By democratic, I mean in which it has a Government which fairly represents the population or represents the interests of the population.
Actually despite the fact that we in the U.S have a representative form of government the term "democratic" doesn't really describe us because that term usually refers to the existence of a Domocracy which we don't have we have a Republic in the US. Unless you are using "democratic" to refer to the principle of fair and equal treatment of all citizens in which case you still may.
There's also the historical fact that the US have only been in favor of democracy when it's been alligned to strategic aims. One could also talk about the kind of democracy that US fights for; take Iraq for example, it was more of a deathhole than a democracy when good ol' 'Murica was doing it's work down there.
The Scandinavian countries. There isn't much poverty, basically everyone gets to vote, and our countries work together pretty well. Corruption is very low (Denmark ranking number 1 on 2012 corruption perception index, with Norwegian, Sweden and Finland ranking among the highest of the world). The Scandinavian countries are essential the epitomes of the wellfare state. We don't, however, have the lowest crime rate (as far as I can tell that would be Japan) but it's still lower than the one the U.S. has.

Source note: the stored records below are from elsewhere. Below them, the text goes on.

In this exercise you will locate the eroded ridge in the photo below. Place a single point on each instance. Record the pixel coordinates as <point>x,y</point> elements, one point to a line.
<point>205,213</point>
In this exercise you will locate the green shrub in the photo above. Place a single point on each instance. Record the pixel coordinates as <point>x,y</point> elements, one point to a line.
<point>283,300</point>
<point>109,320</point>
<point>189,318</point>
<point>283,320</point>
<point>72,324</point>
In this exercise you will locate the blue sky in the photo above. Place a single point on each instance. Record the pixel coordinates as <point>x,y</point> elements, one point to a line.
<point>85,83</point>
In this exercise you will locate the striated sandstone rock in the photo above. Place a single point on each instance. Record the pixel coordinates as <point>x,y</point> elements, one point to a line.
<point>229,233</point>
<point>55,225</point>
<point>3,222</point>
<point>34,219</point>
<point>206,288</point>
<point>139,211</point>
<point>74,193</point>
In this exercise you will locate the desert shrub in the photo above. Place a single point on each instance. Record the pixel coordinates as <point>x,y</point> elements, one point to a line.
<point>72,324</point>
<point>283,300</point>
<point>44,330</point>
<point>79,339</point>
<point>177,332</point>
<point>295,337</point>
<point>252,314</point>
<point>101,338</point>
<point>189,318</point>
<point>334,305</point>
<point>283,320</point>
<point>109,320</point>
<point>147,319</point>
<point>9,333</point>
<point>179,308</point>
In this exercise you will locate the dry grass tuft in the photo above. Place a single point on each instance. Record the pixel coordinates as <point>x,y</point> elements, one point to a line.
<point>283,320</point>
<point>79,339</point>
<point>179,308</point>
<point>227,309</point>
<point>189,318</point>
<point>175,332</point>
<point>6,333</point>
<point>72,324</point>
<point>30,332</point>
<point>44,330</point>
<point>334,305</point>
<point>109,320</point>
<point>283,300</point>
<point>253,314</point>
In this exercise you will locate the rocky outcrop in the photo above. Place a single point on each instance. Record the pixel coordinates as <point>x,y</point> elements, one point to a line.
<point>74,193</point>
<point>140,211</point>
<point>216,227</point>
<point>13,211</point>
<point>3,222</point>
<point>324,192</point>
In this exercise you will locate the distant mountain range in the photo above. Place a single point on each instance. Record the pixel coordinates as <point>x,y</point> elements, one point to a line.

Well, colder climate countries seem to be more prosperous with less troubles in general but why is that? I always thought that would be an interesting debate. Crime rates everywhere go up when it's warmer.
But all countries can't be compared to each other... population is the biggest problem. The US is the most populous FREE country in the world.
Well, colder climate countries seem to be more prosperous with less troubles in general but why is that?
Assuming homicide statistics are a reasonable measure of crime rate, it looks like crime rate has more to do with which countries were victims of the European Colonial Period, what countries were under the influence of the USSR, and which countries had Gandhi. The distribution indeed is very odd, but I think it's coincidental. China seems to contradict my point, but then again, I don't really trust statistics coming from China.
population is the biggest problem.
Quite possibly so, but I think population density is a crucial factor as well. Population density in the US is quite low, which could explain US success at maintaining order. I may be wrong here, because a lot of US area isn't used by people at all, so the standard deviation should be pretty high.